Solo se oía el leve chirrido que hacía el andador desde hacía unos días. Las ruedas grandes iban un poco a su aire y dejaban una marca opaca sobre el mármol claro del comedor. Se podían leer todos los viajes que había hecho aquella mañana del sillón al baño, ida y vuelta.
El gato atigrado abría perezosamente un ojo para vigilarla. Ya vuelve, pensaba. Y estiraba las patas haciendo una Marjaryasana natural.

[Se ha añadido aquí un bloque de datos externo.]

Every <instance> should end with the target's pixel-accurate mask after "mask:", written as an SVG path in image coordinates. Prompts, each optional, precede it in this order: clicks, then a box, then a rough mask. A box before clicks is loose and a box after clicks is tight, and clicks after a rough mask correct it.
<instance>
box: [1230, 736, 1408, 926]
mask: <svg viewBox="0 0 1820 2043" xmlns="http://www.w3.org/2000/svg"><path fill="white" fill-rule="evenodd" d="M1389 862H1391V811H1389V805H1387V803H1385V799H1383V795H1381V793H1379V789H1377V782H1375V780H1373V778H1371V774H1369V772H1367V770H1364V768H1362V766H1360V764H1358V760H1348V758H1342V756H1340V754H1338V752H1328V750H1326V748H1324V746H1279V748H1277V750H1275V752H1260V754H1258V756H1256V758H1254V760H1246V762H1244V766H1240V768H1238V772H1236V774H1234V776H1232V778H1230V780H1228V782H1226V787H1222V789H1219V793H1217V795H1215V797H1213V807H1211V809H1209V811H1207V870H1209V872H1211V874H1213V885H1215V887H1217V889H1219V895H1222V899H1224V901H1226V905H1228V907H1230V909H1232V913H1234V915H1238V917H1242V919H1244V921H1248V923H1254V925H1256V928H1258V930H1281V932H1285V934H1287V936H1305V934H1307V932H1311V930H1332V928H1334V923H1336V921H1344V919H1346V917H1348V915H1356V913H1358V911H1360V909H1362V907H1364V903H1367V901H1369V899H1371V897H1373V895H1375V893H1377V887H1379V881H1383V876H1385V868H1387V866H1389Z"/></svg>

Ella, en efecto, ya volvía, con las manos enroscadas en los mangos y los pies buscando, entre aquellas ruedas que chirriaban, el espacio seguro.
Se acercó a la mesa y enderezó el tapete de ganchillo de su madre. Lo último que le quedaba. Esas flores habría que cambiarlas, pensó al ver la hilera de hojas amarillentas que cubrían la mesa.
Fuera llovía. Un tamiz de agua resbalaba por la ventana, y las flores del limonero se escurrían y caían empapadas al pie del árbol.
Volvió a sentarse. El rosario estaba a punto de comenzar en “Radio María”. Y pasaba ya del segundo al tercer Misterio cuando la cuenta se le quedó varada entre los dedos. Se le había olvidado. Y una urgencia profunda le hacía ver el váter lejos, muy lejos. Se agarró a los brazos del sillón para levantarse. Alzó el cuerpo, y ya estaba a punto de tocar el taca-taca cuando una oleada líquida y caliente le cayó entre las piernas.
Prisa, ya no había.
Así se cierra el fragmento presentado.